Combine multiple ranked lists using RRF.
Args:
results_list: List of retrieval result lists, each sorted by relevance
Each list contains dicts with 'document' and rank inferred from position
k: RRF constant, higher = more conservative fusion
top_k: Number of results to return
Returns:
Fused results sorted by RRF score
"""
rrf_scores = defaultdict(float)
doc_metadata = {}
for results in results_list:
for rank, doc in enumerate(results):
doc_id = doc.get('document_id', doc['document'])
rrf_scores[doc_id] += 1 / (k + rank + 1) # rank is 0-indexed
doc_metadata[doc_id] = doc.get('metadata', {})
# Sort by RRF score
sorted_docs = sorted(rrf_scores.items(), key=lambda x: x[1], reverse=True)
return [
{
'document': doc_id,
score: score,
'metadata': doc_metadata[doc_id]
}
for doc_id, score in sorted_docs[:top_k]
]
RRF in Hybrid Search Context
RRF naturally fits hybrid search where dense and sparse retrieval produce non-comparable scores:
def hybrid_search_with_rrf(query, vectorstore, bm25_index, documents, k=20):
"""
Hybrid search using RRF to combine dense and sparse rankings.
"""
# Dense retrieval
dense_results = vectorstore.similarity_search(query, k=50)
dense_ranked = [
{'document': doc.page_content, 'metadata': doc.metadata}
for doc in dense_results
]
# Sparse retrieval
tokenized_query = query.split()
bm25_scores = bm25_index.get_scores(tokenized_query)
top_sparse_indices = np.argsort(bm25_scores)[::-1][:50]
sparse_ranked = [
{'document': documents[i]['content'], 'metadata': documents[i].get('metadata', {})}
for i in top_sparse_indices
]
# Fuse with RRF
fused_results = reciprocal_rank_fusion([dense_ranked, sparse_ranked], k=60, top_k=k)
return fused_results
RRF vs.
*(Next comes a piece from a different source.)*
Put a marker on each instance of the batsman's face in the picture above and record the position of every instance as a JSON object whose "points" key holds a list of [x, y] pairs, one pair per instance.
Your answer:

Score Combination
Score-level combination (e.g., alpha * dense_scores + sparse_scores) assumes scores are comparable. They rarely are:
- BM25 scores are unbounded, can be any positive number
- Cosine similarity scores are bounded [-1, 1] but often clustered near specific values
- Cross-encoder scores depend on model calibration
RRF avoids this problem entirely by using only rank positions. A document ranked #1 gets the same RRF contribution regardless of how its underlying score compares to others.
| Method | Requires Score Normalization | Sensitive to Score Outliers | Handles Missing Results |
|---|---|---|---|
| Score Addition | Yes | Yes | No |
| Score Multiplication | Yes | Yes | No |
| RRF | No | No | Yes |
Tuning the k Parameter
The k constant in RRF controls how much bonus a top-ranked document receives relative to a lower-ranked one:
k = 60 (default): Balanced. Documents at rank 1 get 1/61 ≈ 0.016 contribution. Documents at rank 10 get 1/70 ≈ 0.014. The difference is small.
k = 10: Aggressive. Rank 1 gets 1/11 ≈ 0.091. Rank 10 gets 1/20 = 0.050. Top ranks matter much more.
k = 100: Conservative. Rank 1 gets 1/101 ≈ 0.010. Rank 10 gets 1/110 ≈ 0.009. Many documents get similar contributions.
def tune_rrf_k(results_list, relevant_doc_ids, k_values=[10, 20, 40, 60, 80, 100]):
"""Find optimal k for RRF on your evaluation set."""
metrics = {}
for k in k_values:
fused = reciprocal_rank_fusion(results_list, k=k, top_k=50)
fused_ids = [doc['document'] for doc in fused]
recall = len(set(fused_ids) & set(relevant_doc_ids)) / len(relevant_doc_ids)
# Mean Reciprocal Rank
mrr = 0
for i, doc_id in enumerate(fused_ids):
if doc_id in relevant_doc_ids:
mrr = 1 / (i + 1)
break
metrics[k] = {'recall': recall, 'mrr': mrr}
return metrics
Implement hybrid search combining dense semantic search and BM25 using RRF. Evaluate recall at k=10, 20, 50 with different alpha values and different RRF k values. Report which combination performs best.